The frustrating thing is that I’m doing all this because I want to be able to go back to work, and it’s negatively affecting me at work to do so. I work in childcare, so I’m not willing to go back until I’m really, really sure that I’m stable. My job involves being responsible for, you know, vulnerable human lives, so I’m not going to show up when I’m only partially grounded in reality and the rest of me is at XYZ bad sad traumatic event or whatever. However, my boss is not happy about me being out again. This is understandable since I was out basically the 4th of July to Labor Day and I got back and worked one week (as shown on the calendar above) and now I’m out again. Also problematic, I’m not sure exactly what I said when I called in sick on Sep 12, but I definitely remember using the words, “Now I’m locked in the crazy farm,” which was probably a lapse in judgement professionally. Anyway, my boss was texting me the other day demanding the paperwork that the doctor filled out for FMLA. I told her multiple times in multiple ways that HR handles that, and she just kept coming up with new reasons. First she said that she had to be the one to fax HR, then she claimed she needed it for my file, then she claimed she needed it for a letter I requested for my landlady… and with each new reason came a whole back-and-forth of me trying to explain why she didn’t need the paperwork and she insisted that she did. She finally backed down because she kind of had to legally, but it left me really worried about my job. I feel like I need to go back kind of assuming that she’s going to try to find a reason to fire me.
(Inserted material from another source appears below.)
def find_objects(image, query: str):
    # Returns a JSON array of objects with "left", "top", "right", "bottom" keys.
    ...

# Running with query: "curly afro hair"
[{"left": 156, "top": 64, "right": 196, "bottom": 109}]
So I’m not quitting or anything, and I’m genuinely hoping to keep my job. Because I like the community and I like the kids and honestly, in my life, anything resembling stability is at a premium. On the other hand, I’m also remembering that this job is one of the lowest-paying of its kind in the area, so if she fired me I would probably end up making at least $3 more per hour at any similarly position, perhaps with an easier commute. Plus, my main reasons for wanting to work in childcare are meaning/purpose and coping. Meaning and purpose because I only feel myself when I’m in my caretaking role, and coping because soothing children has the huge benefit of soothing my inner child at the same time. This job is like therapy all day, five days a week. However, the economy is great for job seekers and that could probably happen at another company just as easily.

So I’m trying to console myself. Previously I was planning to kill myself because I thought I was going to lose this job. Now I’m hoping I don’t, but I have a Plan B if I do.

So that’s my day. I’m planning to spend some time this evening trying to fill out my “safety plan.” The problem is, you’re supposed to fill it out with things that have worked in the past. And I’ve been at this for a LONG time, and the only things that work are taking a nap, being told by another person that I matter and the world needs me, and going to the emergency room. The reason for all my problems in the first place was lack of social connection, so the only thing that solves these crises is social connection. And I’m supposed to find things that I can do by myself, which is why every time I fill out a safety plan it ALWAYS fails me immediately the first time I try to use it. So now I hate writing safety plans. You know how it is.